When something doesn’t go the way we think it should, we call it a problem–and we all have them.
Depending on your job, it might feel like most of your day is spent trying to solve problems and then you get home to even more to solve.
You might be trying to solve relationship problems that keep you struggling, agitated and on guard, preventing you from being fully opening to your partner.
The definition of a problem is a “matter or situation regarded as unwelcome or harmful and needing to be dealt with or overcome.”
And the way most of us deal with or overcome problems is to constantly think about them and mull them over until we’ve worked ourselves into an over-thinking frenzy–and there’s no solution in sight.
We’ve discovered that there’s no solution in sight because there’s no room for inspiration to appear. Our churning thoughts and expectations cloud over anything that can look like new thought.
As the two of us have looked differently at how to solve relationship problems and life issues in our lives over the last year, we’ve discovered that there is no such thing as a problem.
You might be saying right now–But wait, my problem is real!
Yes, life and relationship problems do look real and we’re not saying there aren’t situations where you do need to take action but to use an old phrase–a “problem” is in the eye of the beholder.
There’s the reality of the situation and then there’s what we make up about it.

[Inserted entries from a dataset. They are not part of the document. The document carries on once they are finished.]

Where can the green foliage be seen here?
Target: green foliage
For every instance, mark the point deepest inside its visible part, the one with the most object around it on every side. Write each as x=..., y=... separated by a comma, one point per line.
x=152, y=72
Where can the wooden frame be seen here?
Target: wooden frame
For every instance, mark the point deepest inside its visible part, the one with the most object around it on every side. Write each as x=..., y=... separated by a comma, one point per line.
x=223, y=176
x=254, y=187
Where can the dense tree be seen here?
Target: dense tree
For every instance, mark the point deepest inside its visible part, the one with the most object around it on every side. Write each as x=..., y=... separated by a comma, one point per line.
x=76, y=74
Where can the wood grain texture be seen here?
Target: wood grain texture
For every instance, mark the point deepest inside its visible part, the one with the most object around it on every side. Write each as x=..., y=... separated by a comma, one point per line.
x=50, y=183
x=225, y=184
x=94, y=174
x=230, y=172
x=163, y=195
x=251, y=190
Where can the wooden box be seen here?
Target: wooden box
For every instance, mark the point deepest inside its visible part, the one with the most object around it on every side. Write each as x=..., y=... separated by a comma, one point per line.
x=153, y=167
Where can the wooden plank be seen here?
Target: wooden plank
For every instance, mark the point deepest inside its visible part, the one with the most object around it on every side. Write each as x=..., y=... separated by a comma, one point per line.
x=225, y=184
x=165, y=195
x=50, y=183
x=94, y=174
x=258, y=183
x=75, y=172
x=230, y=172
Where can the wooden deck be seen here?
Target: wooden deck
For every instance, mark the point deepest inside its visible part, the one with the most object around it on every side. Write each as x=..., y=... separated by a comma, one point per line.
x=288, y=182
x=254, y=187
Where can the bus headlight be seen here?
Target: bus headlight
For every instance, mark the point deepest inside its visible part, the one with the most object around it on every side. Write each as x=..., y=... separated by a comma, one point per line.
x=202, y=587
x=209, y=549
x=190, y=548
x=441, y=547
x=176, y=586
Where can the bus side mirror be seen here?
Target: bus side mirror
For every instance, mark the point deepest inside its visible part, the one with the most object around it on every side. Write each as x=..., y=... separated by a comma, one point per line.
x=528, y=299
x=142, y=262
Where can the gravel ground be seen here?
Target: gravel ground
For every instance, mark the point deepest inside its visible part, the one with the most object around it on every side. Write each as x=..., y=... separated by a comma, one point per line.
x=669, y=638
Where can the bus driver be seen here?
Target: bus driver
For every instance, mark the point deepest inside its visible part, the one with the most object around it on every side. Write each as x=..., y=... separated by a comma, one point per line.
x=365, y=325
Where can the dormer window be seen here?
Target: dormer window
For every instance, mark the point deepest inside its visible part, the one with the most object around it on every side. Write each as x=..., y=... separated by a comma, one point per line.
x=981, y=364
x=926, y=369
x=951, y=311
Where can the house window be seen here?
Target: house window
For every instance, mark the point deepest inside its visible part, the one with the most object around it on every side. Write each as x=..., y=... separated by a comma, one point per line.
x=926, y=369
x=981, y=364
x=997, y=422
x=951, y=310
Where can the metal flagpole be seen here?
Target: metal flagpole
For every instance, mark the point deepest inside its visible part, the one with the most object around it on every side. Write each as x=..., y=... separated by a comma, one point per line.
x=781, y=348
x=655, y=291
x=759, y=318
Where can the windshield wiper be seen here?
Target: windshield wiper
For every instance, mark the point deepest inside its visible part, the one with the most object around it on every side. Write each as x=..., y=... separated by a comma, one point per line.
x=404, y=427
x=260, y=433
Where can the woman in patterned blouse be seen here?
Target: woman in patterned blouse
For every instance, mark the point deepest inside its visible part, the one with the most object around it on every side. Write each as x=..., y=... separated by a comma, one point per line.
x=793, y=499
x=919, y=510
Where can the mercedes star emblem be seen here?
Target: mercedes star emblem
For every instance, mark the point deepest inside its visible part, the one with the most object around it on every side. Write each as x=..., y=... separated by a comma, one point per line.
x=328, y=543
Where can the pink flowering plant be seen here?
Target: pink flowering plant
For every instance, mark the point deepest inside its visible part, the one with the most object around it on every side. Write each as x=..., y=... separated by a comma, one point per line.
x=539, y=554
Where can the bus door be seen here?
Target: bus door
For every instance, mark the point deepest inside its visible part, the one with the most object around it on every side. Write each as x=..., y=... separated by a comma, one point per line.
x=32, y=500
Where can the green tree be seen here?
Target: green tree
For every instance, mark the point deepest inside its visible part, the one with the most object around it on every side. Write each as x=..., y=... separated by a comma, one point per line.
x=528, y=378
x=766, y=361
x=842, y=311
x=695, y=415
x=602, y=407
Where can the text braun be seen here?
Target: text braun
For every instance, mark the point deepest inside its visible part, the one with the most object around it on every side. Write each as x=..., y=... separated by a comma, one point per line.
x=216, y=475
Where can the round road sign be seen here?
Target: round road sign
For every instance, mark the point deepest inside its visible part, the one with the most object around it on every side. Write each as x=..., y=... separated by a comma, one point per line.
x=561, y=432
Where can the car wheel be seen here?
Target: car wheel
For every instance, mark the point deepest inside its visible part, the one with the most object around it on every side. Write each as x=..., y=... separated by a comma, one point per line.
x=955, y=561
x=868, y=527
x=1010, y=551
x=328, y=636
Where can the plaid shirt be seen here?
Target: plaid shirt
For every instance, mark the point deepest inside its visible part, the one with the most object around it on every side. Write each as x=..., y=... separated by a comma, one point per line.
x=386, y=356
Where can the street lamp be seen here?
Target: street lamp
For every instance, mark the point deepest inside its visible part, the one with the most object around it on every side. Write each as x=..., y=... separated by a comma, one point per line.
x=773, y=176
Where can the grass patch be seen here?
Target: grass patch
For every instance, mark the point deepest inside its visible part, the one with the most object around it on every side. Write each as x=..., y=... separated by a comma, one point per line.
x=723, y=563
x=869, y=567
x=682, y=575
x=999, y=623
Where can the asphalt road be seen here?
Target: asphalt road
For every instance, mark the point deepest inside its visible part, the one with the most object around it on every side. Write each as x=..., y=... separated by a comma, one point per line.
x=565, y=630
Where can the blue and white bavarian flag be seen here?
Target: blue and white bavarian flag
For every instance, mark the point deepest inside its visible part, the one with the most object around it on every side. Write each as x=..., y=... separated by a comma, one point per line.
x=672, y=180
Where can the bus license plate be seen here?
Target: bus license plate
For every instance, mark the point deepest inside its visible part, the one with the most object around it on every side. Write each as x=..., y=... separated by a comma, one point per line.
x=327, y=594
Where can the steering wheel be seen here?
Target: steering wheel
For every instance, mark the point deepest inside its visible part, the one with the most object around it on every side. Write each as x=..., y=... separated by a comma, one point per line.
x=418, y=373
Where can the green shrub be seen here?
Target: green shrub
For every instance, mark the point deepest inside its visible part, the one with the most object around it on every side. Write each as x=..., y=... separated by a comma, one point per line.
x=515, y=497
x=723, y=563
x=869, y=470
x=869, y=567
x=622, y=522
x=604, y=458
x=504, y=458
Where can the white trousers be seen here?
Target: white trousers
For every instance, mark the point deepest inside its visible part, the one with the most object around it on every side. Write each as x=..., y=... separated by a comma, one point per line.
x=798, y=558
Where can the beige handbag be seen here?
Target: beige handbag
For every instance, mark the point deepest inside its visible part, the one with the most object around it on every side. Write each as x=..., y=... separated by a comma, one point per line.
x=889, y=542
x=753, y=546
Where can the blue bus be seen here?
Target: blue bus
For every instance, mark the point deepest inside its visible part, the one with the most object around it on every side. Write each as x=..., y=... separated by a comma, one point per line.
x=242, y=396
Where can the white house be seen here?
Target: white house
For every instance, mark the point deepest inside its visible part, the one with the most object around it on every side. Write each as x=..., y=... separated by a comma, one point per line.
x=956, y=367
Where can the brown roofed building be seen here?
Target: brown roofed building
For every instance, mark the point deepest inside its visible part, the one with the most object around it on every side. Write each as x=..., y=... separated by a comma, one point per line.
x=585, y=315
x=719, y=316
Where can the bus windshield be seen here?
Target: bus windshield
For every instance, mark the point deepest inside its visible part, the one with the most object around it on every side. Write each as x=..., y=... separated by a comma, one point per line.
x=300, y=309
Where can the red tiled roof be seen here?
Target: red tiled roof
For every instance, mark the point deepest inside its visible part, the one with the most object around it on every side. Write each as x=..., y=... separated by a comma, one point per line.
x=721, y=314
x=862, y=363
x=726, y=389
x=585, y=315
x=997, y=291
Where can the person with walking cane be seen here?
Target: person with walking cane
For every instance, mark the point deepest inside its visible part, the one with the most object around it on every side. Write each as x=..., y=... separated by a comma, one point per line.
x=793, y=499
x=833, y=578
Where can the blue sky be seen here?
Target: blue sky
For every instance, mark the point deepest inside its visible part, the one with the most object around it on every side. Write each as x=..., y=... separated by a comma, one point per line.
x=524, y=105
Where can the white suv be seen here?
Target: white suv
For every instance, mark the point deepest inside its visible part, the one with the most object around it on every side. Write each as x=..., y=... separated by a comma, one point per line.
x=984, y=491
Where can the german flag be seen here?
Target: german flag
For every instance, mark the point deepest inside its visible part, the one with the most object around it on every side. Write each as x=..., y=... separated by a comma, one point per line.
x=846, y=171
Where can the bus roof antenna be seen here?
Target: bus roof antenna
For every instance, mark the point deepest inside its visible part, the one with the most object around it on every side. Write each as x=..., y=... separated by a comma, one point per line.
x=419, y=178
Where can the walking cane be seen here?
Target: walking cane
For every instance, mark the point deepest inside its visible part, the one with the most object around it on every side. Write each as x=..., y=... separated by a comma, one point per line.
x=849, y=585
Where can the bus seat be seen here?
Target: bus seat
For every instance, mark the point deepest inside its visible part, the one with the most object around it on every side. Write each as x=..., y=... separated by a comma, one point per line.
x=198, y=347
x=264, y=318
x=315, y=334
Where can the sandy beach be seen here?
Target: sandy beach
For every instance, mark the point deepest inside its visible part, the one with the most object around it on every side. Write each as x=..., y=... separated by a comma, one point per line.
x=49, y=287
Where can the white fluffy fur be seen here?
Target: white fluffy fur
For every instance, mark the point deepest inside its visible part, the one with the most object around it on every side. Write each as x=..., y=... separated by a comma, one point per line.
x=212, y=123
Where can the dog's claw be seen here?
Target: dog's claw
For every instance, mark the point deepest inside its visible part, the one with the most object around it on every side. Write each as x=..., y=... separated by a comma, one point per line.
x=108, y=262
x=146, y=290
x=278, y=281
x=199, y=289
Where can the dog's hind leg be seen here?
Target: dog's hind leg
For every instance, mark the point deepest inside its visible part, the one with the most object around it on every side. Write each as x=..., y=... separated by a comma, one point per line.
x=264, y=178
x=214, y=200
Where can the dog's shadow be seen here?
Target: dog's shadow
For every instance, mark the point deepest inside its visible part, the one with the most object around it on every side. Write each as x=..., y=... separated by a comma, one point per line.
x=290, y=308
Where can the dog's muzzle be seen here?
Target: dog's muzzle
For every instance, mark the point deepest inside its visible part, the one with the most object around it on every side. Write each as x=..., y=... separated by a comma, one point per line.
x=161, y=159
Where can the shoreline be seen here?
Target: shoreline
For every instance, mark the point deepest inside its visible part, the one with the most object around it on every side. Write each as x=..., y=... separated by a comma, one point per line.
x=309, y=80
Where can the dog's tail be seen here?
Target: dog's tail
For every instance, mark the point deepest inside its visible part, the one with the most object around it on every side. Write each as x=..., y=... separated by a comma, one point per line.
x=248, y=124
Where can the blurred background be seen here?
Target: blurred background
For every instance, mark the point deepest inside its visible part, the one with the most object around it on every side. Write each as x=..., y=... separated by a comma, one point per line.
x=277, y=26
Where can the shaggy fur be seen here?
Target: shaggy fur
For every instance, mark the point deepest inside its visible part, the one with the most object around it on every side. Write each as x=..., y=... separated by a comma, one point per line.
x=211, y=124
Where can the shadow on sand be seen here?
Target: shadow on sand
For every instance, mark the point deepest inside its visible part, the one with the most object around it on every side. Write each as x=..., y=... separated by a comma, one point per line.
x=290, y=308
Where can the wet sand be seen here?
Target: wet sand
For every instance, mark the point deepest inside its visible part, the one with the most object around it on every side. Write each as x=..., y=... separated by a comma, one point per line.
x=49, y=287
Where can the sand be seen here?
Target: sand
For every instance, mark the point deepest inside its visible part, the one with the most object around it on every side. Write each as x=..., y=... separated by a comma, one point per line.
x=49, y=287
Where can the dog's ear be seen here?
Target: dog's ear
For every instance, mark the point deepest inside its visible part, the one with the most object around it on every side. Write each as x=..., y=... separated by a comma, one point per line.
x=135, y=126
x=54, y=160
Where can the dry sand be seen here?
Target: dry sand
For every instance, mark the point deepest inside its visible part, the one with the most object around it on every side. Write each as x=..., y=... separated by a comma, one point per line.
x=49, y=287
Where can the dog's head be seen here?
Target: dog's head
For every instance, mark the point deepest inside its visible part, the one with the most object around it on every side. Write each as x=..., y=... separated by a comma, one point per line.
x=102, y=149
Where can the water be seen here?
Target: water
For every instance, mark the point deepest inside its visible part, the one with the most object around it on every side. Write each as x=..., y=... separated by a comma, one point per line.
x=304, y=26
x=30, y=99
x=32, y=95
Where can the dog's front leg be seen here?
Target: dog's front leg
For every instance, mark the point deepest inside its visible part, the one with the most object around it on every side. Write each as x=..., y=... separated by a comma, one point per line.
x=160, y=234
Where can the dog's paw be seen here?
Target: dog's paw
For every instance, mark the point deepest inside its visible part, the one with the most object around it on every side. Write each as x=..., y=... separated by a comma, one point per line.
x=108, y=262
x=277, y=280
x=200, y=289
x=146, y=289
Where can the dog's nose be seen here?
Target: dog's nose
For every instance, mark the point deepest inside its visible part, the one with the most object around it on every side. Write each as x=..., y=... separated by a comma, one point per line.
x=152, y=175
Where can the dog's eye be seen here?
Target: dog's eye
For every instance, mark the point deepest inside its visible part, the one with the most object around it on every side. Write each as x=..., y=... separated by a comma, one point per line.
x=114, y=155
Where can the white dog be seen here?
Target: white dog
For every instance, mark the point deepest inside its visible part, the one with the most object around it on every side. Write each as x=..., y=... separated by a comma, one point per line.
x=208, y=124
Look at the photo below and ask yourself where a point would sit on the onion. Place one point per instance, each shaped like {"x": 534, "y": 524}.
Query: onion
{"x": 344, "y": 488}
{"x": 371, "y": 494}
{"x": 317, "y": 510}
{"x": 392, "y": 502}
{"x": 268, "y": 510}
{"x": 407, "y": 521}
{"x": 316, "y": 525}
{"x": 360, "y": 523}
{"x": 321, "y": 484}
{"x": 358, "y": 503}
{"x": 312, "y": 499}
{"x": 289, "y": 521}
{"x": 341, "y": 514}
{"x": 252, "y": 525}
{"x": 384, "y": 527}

Here’s what we mean about how to solve relationship problems…
Recently, Otto talked with a man who told him his wife had Alzheimers disease and he needed to make sure she had daytime care.
He told Otto, “This isn’t how I imagined my life was going to turn out”–but he didn’t seem miserable.
He didn’t look at this as a “problem” but it just is what is.
One of our favorite phrases is this…
“Life has a way of working out.”
We’ve seen it time and time again in our lives and in the lives of those we talk with.
A “solution” or new path will show itself if we allow it.
Awhile ago a woman told us her husband of 15 years had been having an affair and she’s come to realize that if he truly wants to be with the other woman, that’s what needs to happen.
It doesn’t mean that it isn’t hard or she’d prefer a different outcome but she seemed at peace with “what is.”
One of our favorite teachers is Byron Katie and she talks about “an imagined dangerous future” which is where our thinking usually goes when we perceive there’s a problem.
But it doesn’t have to be that way.
Yes, situations do come up and people close to us do act in ways we’d rather they not do but we don’t have to spin “an imagined dangerous future” around it.
In fact, if we don’t and allow the space for inspiration to occur to us, it just may turn out that it isn’t a problem after all.